In praise of IISS Ship Files

delrom5

Mongoose
IISS Ship Files is one of my favourite original Traveller supplements. The designs by Bob McWilliams filled in a lot of nice gaps in the original selection of Traveller ships, with some designs eschewing the aerodynamic aesthetics for more boxey or delicate structures possible in zero-G. Although there were a good selection of deckplans available, the FASA sets were expensive in the UK (due to shipping and import costs) despite their added playability of the 15mm deckplans.

So, several questions. For those who used IISS deckplans, how did you use the designs in your games? Also, whatever happened to Bob McWilliams? (I know of one photo of Bob from one of the early Games Day montages - see http://mabden.blogspot.com/2010/08/el-dia-de-los-juegos-games-day-vi.html)

Three recollections of adventures come to mind;

1) A commercial courier had misjumped and the players were hired to retrieve it from an impound dock - despite allegations from the impounding government that it was carrying drugs.

2) The players were hired to transport an interdiction satellite to a new system. Midflight, the satellite activated and was taking potshots at their ship at point blank range. Cue an urgent EVA to disarm it (think of a mix of the spacewalk sequence in 2010 and the bomb disarming cliche [red wire or blue wire?]) in the middle of a micrometeor shower.

3) A salvage job on a large cargo carrier against a crew of wreckers.
 
I liked them - mainly for the little adventure hooks on the paper-clipped notes that are shown in the book from time to time, I like reading that kind of thing - sends your imagination into overdrive, well it did when I had some imagination way back when I was 18.

But also the ship plans are very nicely drawn and very interesting as well. I liked the Gcarrier ship the best I think.
 
Little vignettes like the notes in IISS or the character pull quotes in the SJ Games line add depth to the Traveller universe. By adding the life events to the character generation process extends this idea to the gaming system - when I get a life event during character generation, I try to (or encourage players to) write a throw away paragraph about it; why did the event occur, what happened etc.

The deckplan design is what I meant about some of the designs straying from the enclosed and aerodynamic paradigm - the racehorse design of the corporate x-boat or the spindly Zho frigate with it's bridge and J drive mounted on booms from the main chassis.

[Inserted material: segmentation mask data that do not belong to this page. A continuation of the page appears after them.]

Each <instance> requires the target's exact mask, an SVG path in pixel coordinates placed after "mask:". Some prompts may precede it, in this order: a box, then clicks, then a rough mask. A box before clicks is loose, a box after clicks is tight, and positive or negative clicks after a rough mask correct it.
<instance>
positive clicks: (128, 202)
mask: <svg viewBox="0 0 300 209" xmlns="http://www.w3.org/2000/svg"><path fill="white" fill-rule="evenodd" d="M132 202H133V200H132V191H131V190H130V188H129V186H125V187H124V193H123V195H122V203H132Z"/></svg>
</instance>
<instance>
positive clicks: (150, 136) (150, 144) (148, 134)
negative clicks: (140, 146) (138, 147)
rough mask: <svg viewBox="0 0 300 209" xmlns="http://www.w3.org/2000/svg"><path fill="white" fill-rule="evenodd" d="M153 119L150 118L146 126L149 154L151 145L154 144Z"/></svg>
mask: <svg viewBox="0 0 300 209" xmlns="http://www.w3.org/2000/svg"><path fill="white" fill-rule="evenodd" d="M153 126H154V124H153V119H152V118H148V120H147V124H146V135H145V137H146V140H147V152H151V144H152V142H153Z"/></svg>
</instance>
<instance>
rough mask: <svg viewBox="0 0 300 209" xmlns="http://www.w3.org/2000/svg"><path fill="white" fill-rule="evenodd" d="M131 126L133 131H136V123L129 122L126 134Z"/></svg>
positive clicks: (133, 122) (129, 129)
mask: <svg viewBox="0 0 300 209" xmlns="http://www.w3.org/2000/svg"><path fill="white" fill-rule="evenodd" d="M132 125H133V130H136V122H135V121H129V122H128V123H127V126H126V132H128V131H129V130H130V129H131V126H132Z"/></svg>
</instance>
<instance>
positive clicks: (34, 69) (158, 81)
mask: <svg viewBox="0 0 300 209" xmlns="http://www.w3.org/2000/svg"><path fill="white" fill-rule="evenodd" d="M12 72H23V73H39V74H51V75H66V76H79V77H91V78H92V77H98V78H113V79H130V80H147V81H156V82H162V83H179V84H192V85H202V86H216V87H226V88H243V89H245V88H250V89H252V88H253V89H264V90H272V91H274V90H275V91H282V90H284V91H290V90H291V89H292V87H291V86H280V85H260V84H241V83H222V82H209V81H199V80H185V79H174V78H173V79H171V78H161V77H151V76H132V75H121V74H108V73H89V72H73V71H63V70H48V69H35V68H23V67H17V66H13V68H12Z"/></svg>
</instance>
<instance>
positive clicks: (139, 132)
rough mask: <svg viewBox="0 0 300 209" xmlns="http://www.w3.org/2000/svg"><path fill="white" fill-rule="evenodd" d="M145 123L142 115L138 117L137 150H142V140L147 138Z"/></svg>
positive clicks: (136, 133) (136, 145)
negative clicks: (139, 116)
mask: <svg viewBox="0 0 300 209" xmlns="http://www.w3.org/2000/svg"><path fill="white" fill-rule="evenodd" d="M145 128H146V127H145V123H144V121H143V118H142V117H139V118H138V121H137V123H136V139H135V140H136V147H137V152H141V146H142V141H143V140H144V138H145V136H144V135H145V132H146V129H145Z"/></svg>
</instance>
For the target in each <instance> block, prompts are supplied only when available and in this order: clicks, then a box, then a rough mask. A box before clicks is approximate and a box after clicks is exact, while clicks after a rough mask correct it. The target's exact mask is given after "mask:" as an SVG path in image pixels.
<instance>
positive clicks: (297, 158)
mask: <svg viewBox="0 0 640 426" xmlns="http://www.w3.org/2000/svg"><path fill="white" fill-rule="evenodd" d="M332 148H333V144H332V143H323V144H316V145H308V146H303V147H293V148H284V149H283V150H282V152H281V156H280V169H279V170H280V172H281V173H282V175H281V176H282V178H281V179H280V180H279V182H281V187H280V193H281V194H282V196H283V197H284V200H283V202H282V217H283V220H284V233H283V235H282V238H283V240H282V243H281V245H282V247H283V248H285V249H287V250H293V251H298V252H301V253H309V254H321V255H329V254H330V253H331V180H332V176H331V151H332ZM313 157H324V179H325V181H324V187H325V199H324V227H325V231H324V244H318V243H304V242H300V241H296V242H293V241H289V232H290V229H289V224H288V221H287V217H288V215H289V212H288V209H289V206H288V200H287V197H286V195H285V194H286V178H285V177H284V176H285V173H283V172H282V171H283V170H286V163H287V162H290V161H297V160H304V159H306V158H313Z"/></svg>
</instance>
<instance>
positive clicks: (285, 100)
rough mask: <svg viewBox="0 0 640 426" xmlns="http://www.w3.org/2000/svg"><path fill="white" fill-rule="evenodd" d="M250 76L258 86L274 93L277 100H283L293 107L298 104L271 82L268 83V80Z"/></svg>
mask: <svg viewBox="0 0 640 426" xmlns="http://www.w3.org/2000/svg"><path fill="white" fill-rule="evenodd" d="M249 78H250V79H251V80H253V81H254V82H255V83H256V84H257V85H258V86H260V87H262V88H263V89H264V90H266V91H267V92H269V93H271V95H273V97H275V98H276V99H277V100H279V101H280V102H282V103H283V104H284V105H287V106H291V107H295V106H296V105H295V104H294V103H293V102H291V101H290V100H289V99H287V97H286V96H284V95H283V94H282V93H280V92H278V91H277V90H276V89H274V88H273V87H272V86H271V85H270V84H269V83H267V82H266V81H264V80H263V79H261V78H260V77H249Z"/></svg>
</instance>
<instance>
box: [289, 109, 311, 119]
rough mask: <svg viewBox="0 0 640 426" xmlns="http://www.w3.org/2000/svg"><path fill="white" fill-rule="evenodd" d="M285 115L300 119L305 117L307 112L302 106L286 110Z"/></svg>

In turn, they encouraged the adventures that I mentioned previously.
 
delrom5 said:
Little vignettes like the notes in IISS or the character pull quotes in the SJ Games line add depth to the Traveller universe. By adding the life events to the character generation process extends this idea to the gaming system - when I get a life event during character generation, I try to (or encourage players to) write a throw away paragraph about it; why did the event occur, what happened etc.

The deckplan design is what I meant about some of the designs straying from the enclosed and aerodynamic paradigm - the racehorse design of the corporate x-boat or the spindly Zho frigate with it's bridge and J drive mounted on booms from the main chassis. In turn, they encouraged the adventures that I mentioned previously.

The char-gen is what brought me back to MgT, I find CT char-gen stale now compared to MgT. I also love the little bits of news items and rumours that Mongoose have thrown around the Core Rule Book. I would like them to start adding these things into their other books which are getting to be very dull by comparison to the fantastic Core Rule Book.
 
In retrospect, the one weak spot in the IISS Ship Files is that it was done before the alien races had really taken on all of their character. The Zhodani ship is not really a problem in this way, though it shares all of the worst characteristics of my own early "stacked geometry" attempts, but the Vargr ship is really an odd duck. I'm sure there are flying communes amongst the Vargr, but they are hardly common, given that the pack mentality requires not only a leader but potential challengers for his position.